Zn 2+ is essential for Ca 2+ oscillations in mouse eggs.

Changes in the intracellular concentration of free calcium (Ca 2+ ) underpin egg activation and initiation of development in animals and plants. In mammals, the Ca 2+ release is periodical, known as Ca 2+ oscillations, and mediated by the type 1 inositol 1,4,5-trisphosphate receptor (IP 3 R1). Another divalent cation, zinc (Zn 2+ ), increases exponentially during oocyte maturation and is vital for meiotic transitions, arrests, and polyspermy prevention. It is unknown if these pivotal cations interplay during fertilization. Here, using mouse eggs, we showed that basal concentrations of labile Zn 2+ are indispensable for sperm-initiated Ca 2+ oscillations because Zn 2+ -deficient conditions induced by cell-permeable chelators abrogated Ca 2+ responses evoked by fertilization and other physiological and pharmacological agonists.

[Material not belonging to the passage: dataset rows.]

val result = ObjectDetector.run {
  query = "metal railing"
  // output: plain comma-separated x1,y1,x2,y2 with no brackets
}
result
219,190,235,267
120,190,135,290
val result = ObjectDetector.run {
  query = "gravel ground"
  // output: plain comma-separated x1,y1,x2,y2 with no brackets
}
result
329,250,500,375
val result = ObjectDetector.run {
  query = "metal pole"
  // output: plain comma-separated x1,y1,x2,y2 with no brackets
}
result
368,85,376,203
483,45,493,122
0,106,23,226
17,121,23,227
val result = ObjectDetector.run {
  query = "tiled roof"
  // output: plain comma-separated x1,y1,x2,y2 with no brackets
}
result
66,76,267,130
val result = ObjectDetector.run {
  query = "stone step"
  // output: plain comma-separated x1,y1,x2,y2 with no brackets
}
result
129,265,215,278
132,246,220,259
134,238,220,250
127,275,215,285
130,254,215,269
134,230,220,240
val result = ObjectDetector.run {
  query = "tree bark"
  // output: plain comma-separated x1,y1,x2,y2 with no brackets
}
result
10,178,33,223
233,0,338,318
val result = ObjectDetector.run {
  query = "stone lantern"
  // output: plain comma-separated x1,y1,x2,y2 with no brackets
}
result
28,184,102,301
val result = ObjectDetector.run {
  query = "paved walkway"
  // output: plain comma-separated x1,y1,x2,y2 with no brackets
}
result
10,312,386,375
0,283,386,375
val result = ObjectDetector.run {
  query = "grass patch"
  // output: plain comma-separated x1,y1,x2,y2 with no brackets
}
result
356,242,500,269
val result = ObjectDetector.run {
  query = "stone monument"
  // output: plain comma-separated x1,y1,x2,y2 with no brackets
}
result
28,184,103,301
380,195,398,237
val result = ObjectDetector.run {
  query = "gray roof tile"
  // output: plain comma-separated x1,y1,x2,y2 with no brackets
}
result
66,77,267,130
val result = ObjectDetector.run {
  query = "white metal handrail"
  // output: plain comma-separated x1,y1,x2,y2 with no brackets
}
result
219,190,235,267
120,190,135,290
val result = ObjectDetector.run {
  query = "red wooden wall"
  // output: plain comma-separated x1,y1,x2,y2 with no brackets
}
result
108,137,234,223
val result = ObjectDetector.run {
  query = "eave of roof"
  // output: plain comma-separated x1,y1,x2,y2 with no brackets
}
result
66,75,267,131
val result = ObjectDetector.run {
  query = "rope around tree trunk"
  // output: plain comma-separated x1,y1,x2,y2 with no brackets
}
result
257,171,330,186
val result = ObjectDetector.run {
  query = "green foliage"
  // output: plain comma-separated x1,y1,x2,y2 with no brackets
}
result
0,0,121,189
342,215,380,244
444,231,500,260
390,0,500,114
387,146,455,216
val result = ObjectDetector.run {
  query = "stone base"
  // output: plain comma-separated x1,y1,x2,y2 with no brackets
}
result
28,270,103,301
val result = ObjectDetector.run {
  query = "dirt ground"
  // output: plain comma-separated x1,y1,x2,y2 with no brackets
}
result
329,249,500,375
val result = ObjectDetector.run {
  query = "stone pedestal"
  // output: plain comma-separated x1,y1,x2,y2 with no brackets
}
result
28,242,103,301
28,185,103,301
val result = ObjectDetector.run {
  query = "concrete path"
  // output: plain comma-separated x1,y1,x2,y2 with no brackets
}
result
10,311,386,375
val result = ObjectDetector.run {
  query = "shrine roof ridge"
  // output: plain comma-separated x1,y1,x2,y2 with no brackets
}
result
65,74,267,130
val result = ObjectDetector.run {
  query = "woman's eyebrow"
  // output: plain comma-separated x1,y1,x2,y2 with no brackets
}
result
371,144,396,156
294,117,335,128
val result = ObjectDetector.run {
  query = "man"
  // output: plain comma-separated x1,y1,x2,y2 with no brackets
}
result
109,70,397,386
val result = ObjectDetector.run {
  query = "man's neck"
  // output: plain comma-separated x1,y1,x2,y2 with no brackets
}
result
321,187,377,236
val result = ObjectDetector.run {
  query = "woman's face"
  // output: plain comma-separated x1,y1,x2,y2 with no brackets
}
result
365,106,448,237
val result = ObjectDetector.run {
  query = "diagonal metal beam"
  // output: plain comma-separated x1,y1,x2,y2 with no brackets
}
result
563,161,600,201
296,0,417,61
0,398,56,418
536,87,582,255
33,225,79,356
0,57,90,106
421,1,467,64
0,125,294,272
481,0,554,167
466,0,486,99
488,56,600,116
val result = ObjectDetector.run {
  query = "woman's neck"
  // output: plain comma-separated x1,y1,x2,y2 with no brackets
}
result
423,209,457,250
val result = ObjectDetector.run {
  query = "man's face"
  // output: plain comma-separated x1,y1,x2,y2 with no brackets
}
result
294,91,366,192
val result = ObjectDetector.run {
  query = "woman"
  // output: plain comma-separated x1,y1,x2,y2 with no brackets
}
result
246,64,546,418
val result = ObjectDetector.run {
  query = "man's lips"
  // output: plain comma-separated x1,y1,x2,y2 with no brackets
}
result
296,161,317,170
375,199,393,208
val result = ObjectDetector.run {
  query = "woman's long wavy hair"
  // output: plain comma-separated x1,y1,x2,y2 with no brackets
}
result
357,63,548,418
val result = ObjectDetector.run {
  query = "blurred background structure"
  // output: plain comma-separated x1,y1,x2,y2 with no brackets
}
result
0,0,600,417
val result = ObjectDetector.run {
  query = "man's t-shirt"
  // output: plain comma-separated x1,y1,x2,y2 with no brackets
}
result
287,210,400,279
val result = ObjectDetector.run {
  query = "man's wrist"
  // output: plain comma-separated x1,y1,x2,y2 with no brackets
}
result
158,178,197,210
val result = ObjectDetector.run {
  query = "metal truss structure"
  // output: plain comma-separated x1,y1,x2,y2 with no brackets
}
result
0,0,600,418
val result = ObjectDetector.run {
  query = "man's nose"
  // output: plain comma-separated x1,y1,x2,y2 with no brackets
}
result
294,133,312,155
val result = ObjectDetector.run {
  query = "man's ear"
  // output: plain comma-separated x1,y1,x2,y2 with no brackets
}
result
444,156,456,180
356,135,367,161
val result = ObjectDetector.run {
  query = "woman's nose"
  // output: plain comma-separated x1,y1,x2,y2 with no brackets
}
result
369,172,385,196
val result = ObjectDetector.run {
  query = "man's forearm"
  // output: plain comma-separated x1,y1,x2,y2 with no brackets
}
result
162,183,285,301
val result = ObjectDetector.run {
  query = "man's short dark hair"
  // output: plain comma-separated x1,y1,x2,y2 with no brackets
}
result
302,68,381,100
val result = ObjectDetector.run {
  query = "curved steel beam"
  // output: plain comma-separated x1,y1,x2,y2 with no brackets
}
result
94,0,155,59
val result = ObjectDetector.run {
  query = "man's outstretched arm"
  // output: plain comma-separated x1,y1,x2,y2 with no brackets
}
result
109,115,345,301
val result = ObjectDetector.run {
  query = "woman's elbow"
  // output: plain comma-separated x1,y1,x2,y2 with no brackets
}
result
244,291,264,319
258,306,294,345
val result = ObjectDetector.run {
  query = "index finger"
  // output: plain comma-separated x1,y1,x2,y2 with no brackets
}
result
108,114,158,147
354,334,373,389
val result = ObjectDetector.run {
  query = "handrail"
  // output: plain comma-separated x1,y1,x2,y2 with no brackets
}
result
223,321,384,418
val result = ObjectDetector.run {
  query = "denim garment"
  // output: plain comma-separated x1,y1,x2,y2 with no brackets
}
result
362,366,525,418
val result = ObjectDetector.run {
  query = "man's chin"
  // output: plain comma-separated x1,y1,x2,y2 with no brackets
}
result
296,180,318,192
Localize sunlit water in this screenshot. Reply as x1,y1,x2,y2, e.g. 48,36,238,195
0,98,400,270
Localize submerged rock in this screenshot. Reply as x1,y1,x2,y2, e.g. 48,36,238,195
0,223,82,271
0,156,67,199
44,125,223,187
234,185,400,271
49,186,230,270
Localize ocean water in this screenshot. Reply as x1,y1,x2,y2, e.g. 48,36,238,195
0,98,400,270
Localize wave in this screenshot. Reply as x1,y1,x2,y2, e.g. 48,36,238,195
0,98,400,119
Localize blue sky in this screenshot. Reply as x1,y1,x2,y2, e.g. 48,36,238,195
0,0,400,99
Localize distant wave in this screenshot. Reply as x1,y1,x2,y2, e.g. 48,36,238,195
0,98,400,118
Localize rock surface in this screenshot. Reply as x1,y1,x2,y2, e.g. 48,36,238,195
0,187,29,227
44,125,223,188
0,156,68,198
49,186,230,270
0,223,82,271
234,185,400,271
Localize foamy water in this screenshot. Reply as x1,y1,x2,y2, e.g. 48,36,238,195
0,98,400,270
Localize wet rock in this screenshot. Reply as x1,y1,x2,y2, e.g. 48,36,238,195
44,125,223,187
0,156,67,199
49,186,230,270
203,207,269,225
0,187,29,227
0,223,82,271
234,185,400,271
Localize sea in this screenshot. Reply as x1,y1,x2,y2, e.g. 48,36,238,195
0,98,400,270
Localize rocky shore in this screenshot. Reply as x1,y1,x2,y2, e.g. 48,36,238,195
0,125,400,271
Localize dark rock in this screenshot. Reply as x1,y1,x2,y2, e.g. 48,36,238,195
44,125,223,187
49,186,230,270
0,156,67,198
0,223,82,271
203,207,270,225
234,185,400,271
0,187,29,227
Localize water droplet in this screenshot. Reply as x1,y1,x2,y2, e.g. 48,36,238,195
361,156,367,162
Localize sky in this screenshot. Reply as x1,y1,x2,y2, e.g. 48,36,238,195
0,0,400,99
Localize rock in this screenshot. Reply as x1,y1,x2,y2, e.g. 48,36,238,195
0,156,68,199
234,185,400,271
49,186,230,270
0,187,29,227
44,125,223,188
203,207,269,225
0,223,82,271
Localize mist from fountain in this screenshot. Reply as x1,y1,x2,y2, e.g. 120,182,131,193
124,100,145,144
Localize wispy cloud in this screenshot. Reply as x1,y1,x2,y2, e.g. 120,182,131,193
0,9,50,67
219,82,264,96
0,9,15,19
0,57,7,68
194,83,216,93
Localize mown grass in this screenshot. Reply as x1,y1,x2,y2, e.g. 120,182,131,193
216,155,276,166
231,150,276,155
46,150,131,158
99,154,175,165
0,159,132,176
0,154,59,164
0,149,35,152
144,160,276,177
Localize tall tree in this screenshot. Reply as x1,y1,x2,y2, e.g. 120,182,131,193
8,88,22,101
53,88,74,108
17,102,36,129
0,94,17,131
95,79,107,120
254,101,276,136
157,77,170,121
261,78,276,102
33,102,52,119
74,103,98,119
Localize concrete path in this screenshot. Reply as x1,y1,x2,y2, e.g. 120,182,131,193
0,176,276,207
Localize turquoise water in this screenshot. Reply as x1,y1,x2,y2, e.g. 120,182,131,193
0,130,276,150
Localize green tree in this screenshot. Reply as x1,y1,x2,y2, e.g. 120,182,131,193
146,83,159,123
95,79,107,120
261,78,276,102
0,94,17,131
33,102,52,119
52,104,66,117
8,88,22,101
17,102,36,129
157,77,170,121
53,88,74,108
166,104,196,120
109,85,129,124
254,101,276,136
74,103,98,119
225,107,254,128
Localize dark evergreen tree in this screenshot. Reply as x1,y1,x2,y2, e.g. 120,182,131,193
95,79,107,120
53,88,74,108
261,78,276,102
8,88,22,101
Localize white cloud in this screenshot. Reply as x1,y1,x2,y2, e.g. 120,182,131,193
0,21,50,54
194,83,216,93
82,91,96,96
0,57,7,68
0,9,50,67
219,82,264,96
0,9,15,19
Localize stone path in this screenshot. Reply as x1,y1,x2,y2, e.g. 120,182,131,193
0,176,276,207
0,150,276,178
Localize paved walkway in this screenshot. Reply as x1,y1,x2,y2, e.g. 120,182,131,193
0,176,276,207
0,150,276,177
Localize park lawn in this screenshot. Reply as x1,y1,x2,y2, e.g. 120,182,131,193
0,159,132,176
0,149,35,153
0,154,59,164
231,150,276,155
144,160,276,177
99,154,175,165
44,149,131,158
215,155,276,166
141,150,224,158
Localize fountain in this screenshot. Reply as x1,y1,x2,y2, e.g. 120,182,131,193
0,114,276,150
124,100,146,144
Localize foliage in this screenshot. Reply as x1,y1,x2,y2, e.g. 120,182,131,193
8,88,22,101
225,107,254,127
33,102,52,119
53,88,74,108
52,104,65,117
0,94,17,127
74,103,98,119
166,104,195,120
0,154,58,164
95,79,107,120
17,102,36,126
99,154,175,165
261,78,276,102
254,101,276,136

We also found that chemically or genetically generated eggs with lower levels of labile Zn 2+ displayed reduced IP 3 R1 sensitivity and diminished ER Ca 2+ leak despite the stable content of the stores and IP 3 R1 mass. Resupplying Zn 2+ restarted Ca 2+ oscillations, but excessive Zn 2+ prevented and terminated them, hindering IP 3 R1 responsiveness. The findings suggest that a window of Zn 2+ concentrations is required for Ca 2+ responses and IP 3 R1 function in eggs, ensuring optimal response to fertilization and egg activation.